Halka hizmet Hakk’a hizmettir. İşini ihlâsla v e gayretle yapanı Hak da takdir eder, halk da. İlk örnekteki imam şehrin metruk bir semtinde görev yapıyor. İkincisi ise cemaati bol, merkezî bir câmide hizmet veriyor.
YAZ KURSLARI
Yaz Kur’an kursları büyük bir imkân ve nimettir. Bunu bir angarya değil, hizmet ve şükür vesîlesi görmeliyiz. Bu hizmette başarılı olmak için âzamî dikkat ve gayreti göstermeye değer. Hangi sebeple gelirse gelsin, bu kurslardan sonra çocuğun hatırında kalacak bir güzellik, ömür boyu ona ışık tutabilir. Asık suratlı, eli sopalı,sert hoca tipi görüntüsü asla verilmemelidir. Sâdece sure ve dua ezberletme sıkıcılığından uzak durulmalıdır. İmkân nisbetinde sevecen, eğlenceli, çocuğun isteyerek geleceği sıcak bir atmosfer hâsıl edilmeye çalışılmalıdır.

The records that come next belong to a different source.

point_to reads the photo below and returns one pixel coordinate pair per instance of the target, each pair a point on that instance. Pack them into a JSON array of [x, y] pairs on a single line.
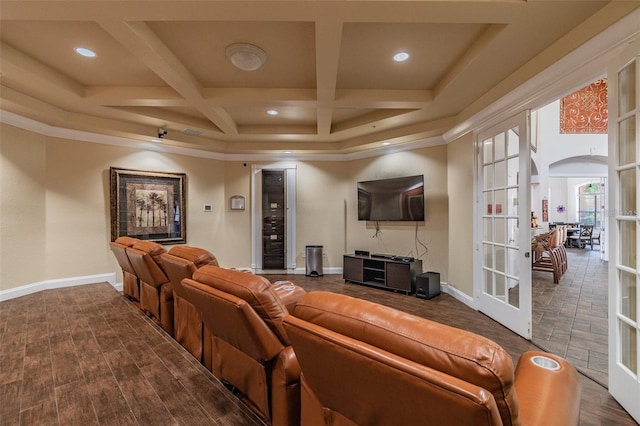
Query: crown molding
[[12, 119], [585, 64]]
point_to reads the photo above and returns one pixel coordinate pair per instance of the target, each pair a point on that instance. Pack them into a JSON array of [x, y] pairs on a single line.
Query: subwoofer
[[427, 285]]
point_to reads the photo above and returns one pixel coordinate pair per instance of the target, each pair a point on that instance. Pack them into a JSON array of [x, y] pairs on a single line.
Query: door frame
[[624, 384], [290, 215]]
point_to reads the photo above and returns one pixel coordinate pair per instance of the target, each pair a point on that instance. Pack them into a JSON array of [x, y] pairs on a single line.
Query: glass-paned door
[[503, 238], [624, 222]]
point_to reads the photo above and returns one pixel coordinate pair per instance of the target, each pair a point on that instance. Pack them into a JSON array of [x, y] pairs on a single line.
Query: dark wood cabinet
[[392, 274], [273, 211]]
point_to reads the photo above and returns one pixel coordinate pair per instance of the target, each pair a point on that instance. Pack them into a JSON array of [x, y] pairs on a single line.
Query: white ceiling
[[328, 72]]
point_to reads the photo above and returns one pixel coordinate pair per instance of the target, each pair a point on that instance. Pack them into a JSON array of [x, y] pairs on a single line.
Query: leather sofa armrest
[[547, 394], [289, 293], [285, 389]]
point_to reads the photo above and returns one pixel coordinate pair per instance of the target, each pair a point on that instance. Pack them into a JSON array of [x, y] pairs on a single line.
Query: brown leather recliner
[[364, 363], [130, 282], [180, 263], [251, 351], [156, 294]]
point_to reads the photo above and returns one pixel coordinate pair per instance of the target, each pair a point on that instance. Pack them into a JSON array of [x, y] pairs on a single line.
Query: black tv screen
[[395, 199]]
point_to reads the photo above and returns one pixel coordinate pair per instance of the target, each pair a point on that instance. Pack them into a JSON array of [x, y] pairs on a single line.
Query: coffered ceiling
[[329, 70]]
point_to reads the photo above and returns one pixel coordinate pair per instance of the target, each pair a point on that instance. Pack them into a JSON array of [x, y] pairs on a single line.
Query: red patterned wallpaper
[[585, 111]]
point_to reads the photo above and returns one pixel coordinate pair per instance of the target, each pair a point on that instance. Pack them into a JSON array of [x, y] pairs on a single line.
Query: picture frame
[[148, 205]]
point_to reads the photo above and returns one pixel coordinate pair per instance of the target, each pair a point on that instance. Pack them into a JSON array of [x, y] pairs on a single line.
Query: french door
[[502, 283], [624, 223]]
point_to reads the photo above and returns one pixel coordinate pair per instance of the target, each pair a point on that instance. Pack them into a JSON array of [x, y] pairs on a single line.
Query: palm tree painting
[[148, 205], [151, 208]]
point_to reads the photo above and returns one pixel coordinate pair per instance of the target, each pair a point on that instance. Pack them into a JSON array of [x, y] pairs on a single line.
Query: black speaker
[[427, 285]]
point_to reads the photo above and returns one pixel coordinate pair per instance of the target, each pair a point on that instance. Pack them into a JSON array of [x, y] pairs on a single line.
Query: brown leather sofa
[[180, 263], [156, 294], [251, 351], [364, 364], [130, 282]]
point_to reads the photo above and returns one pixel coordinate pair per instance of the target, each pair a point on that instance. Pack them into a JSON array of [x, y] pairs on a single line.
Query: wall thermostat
[[236, 202]]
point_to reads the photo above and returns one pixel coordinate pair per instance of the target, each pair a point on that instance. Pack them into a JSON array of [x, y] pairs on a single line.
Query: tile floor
[[570, 318]]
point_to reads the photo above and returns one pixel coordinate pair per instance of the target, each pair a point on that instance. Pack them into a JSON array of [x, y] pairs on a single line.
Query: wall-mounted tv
[[395, 199]]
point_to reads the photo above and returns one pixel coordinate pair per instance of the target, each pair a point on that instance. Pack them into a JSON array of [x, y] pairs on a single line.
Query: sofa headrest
[[254, 289], [126, 241], [150, 247], [456, 352], [198, 256]]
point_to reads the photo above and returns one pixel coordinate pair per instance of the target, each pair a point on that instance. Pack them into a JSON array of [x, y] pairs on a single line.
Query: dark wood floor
[[85, 355]]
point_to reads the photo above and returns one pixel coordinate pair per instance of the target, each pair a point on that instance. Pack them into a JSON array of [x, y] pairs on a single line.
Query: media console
[[391, 272]]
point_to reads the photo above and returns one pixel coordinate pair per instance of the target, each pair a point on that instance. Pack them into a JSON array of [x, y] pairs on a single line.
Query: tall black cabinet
[[273, 214]]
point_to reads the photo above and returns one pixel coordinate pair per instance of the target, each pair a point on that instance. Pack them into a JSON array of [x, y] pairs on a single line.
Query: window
[[590, 201]]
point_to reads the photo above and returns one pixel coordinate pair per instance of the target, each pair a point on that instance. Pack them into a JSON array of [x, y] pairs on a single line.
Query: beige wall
[[460, 190], [55, 207], [22, 207]]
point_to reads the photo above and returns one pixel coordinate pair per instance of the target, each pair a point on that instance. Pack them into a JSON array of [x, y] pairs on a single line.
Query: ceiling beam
[[144, 44]]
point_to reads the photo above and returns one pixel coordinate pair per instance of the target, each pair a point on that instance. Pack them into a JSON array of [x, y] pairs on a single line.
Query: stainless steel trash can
[[314, 261]]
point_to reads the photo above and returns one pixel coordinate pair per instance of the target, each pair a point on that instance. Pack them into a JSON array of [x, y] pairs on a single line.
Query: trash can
[[314, 261]]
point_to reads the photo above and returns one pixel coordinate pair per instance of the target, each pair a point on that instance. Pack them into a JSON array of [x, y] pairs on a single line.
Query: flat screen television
[[395, 199]]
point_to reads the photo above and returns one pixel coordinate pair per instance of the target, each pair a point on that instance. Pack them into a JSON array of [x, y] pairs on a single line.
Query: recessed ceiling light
[[88, 53], [401, 56]]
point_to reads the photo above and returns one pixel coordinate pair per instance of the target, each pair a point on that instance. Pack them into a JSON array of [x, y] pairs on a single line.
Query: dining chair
[[595, 236]]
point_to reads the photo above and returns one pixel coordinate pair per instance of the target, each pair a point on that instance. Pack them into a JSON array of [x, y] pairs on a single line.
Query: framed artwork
[[148, 205]]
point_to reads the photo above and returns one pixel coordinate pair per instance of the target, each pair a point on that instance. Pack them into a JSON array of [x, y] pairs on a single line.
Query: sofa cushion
[[256, 290], [198, 256], [456, 352]]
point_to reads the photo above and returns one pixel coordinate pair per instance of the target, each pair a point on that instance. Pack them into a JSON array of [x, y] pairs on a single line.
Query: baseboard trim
[[27, 289], [300, 271], [458, 295]]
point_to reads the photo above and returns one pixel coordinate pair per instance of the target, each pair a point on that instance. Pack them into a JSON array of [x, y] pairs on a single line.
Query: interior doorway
[[273, 218], [569, 186]]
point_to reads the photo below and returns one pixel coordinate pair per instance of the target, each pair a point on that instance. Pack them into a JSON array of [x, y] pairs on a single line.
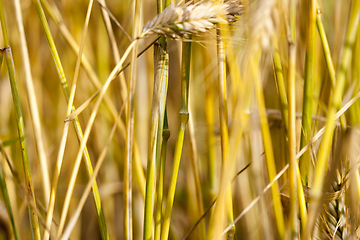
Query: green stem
[[160, 183], [322, 158], [269, 154], [304, 161], [21, 127], [280, 83], [328, 60], [183, 119], [223, 112], [7, 199], [65, 87]]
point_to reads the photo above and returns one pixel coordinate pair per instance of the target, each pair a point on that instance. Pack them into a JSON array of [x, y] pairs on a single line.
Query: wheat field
[[178, 120]]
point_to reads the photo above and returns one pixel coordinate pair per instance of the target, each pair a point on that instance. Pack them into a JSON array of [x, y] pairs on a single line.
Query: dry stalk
[[264, 23], [192, 19]]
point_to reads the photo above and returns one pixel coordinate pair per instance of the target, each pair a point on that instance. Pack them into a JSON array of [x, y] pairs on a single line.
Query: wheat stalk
[[179, 22]]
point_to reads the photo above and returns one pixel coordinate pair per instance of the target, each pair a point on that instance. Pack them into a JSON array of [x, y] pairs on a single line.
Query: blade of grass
[[129, 142], [71, 185], [21, 128], [154, 141], [6, 197], [322, 162], [292, 139], [33, 105], [304, 162], [69, 97], [183, 119], [280, 84], [328, 60], [86, 192], [270, 161], [224, 130], [160, 182], [55, 15]]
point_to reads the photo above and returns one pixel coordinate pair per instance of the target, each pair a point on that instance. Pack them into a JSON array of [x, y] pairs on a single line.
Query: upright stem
[[335, 103], [308, 90], [21, 128], [223, 112], [128, 222], [183, 119]]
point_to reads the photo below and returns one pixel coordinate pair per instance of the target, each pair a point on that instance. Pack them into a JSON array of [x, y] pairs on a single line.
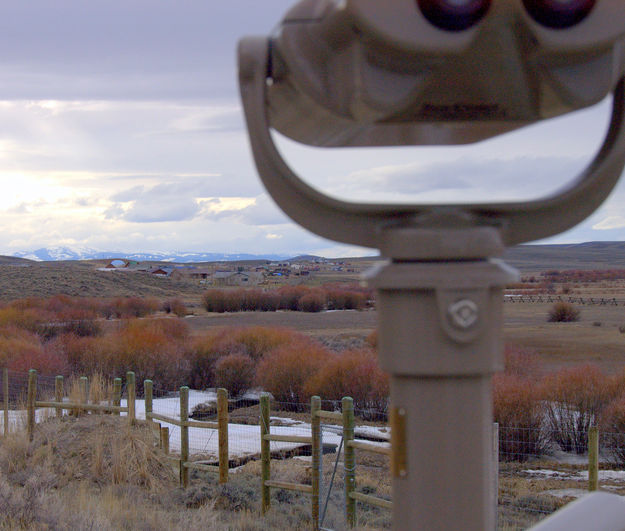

Bu ve başka türlü hizmetler hiçbir zaman para ile ölçülmemelidir. Para miktarı ve para hırsının sınırı yoktur. Kanaat gerçekten tükenmeyen bir hazînedir. Unutmamalı ki, hak edilmiş para bereketli olur. Tazecik beyinlere ve saf gönüllere din, iman, dürüstlük, Allah ve millet sevgisi yerleşmesine vesîle olmak en büyük mânevî huzur ve kazanç kaynağıdır.